Die Spuren einer Kindlichkeit
Im schwindenden Gesicht –
Sie folgen trübnisarmer Zeit
Aus greisenfrommer Pflicht.
Gern wär ich ohne Vorbehalt
Kurz ungezwungen heiter!
Da steh’n wir zwei, gemeinsam alt
Und mit einem Mal weiß ich:
Oh, 2030
Ist doch sehr sehr fern
Und würd ich auch gern
Es lebenden Auges besehen,
Muss sicherlich vorher ich gehen.
Denn vor Geburtstag 62
Rechne ich damit, es rächt sich
Des Lebensrauschs Fülle
An sterblicher Hülle.
Dann wird’s nix mit mir und Jahr 2030 –
Da kann ich mich auch nicht beschwer’n, Herr, das weiß ich.
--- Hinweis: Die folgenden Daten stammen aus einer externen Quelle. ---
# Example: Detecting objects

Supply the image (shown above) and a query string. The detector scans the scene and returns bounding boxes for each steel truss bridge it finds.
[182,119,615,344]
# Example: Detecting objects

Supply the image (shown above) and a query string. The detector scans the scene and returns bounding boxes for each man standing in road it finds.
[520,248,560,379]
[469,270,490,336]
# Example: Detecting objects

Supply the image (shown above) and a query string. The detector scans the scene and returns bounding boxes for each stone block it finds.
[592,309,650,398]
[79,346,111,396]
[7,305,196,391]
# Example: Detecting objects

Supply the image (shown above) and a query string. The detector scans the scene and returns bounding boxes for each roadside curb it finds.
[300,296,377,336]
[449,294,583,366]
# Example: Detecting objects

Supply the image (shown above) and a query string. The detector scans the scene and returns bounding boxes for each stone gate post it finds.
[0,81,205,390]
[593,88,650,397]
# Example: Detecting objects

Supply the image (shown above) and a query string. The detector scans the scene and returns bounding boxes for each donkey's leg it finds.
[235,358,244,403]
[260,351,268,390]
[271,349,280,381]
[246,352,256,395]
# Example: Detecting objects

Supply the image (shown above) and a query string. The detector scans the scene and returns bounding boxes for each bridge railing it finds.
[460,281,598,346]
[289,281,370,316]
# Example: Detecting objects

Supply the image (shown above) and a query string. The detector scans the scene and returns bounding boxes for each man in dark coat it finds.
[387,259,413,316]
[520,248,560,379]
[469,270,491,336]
Andrerseits gibt’s Register,
Die blieb’n ungezogen:
Hatt‘ lebenslang Schiss vor zu heftigen Drogen –
Und ein Achteljahrhundert nur Verse Verfassen
Schafft auch wenig Zunder für’n ungesund krassen
Lebenswandel.
Hält dann vielleicht mein Daseinsbandel
Doch noch in die Dreißiger?
Fraglos freudlos, scheißiger.
Und plötzlich Zweifel: Wird’s nich‘
Doch eh’r 2040?
Wir sind so weit gekommen, dass das Ziel uns beschämt
(dabei sind wir längst merkwürdig desint’ressiert).
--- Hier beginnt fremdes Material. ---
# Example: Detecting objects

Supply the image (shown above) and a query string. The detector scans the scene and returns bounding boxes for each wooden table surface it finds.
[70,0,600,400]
Die Beschwerlichkeit hat unsern Eifer gezähmt,
Wir wittern den Endspurt, wie paralysiert.
Lass uns umkehren und unsern Irrtum erkennen –
Nach Diktat legen hehrste Motive sich wund!
Wir können ab heut alles anders benennen.
Wir reisten aus einem vergessenen Grund.
Am Container für Papier
Wird’s Gemüt so trübe dir,
Weil das, was in den Schacht du schiebst
Und dem Vergessen übergibst,
War von Gewicht zu deiner Zeit –
Nun geht’s den Weg zur Nichtigkeit.
All die sorgsam aufbewahrten
News, Ideen und Heldentaten,
„Boah!“s, die zum Bericht verdichtet,
Journalistisch nachgerichtet,
Menschen, die die Welt bewegten
Und dein eignes Werden prägten –
Was kurz als geltend galt, wird hier
Zur Restressource Altpapier.
Sehr wenige der mal gelesenen Zeilen
Werd’n ewignah in der Erinn’rung verweilen –
Es geht dein Gedächtnis so bald schon in Rente
Und schluckt dann eiskalt selbst die schönsten Momente.
Drum wird’s Gemüt so trübe dir
Dort am Container für Papier.
Und wieder wird ein neuer Tag
Nichts Lohnenswertes bringen,
Nur sein Portiönchen Zahnbelag
Aus alten Lappen wringen.
Du putzt und putzt und putzt und putzt,
Doch nichts wirkt echt gesäubert.
Da jeder Tag nur schlecht genutzt-
E Lebenszeit dir räubert.
Ob dich das in den Selbstmord treibt?
Ich wüsst‘ nicht, was dir sonst noch bleibt –
Bedenklich wie bedenkenswert,
Vielleicht wird’s ja gelingen?!
Bevor sich unnütz Zweifel mehrt:
Mehr wird der Tag nicht bringen!
Verblasste Chance (an der Heimlichen Liebe zu Heisingen)
Hei, singen wir heut‘ von der heimlichen Liebe
Der’n Unheimlichkeit ich einst schüchtern gescheut!
Doch wäre anheim ich gefall’n ihr – was bliebe?
Vielleicht hätt‘ ich’s einfach nur gleich schon bereut
Ich liege bereits bei den Toten,
In der Hoffnung, ein Arzt käm‘ vorbei.
Der Raumwechsel ist mir verboten.
Im Trance, man sei bald an der Reih‘,
Betrachte ich scheu die verdrehtesten Nachbarn
Als mahn’nden Beleg, dass die ehemals wach war’n
Doch wehre mich gegens Erschauern.
Hier ist dein Platz. Es wird dauern.
Denke dir jede Minute als heilig,
Füll sie mit Eindrücken voll bis zum Rand!
Selten Beteiligte haben es eilig,
Heut nicht Geseh’nes wird niemals bekannt.
Es gilt, diesen Augenblick gründlich zu schröpfen,
Es türmt sich bedenklich das Wissen.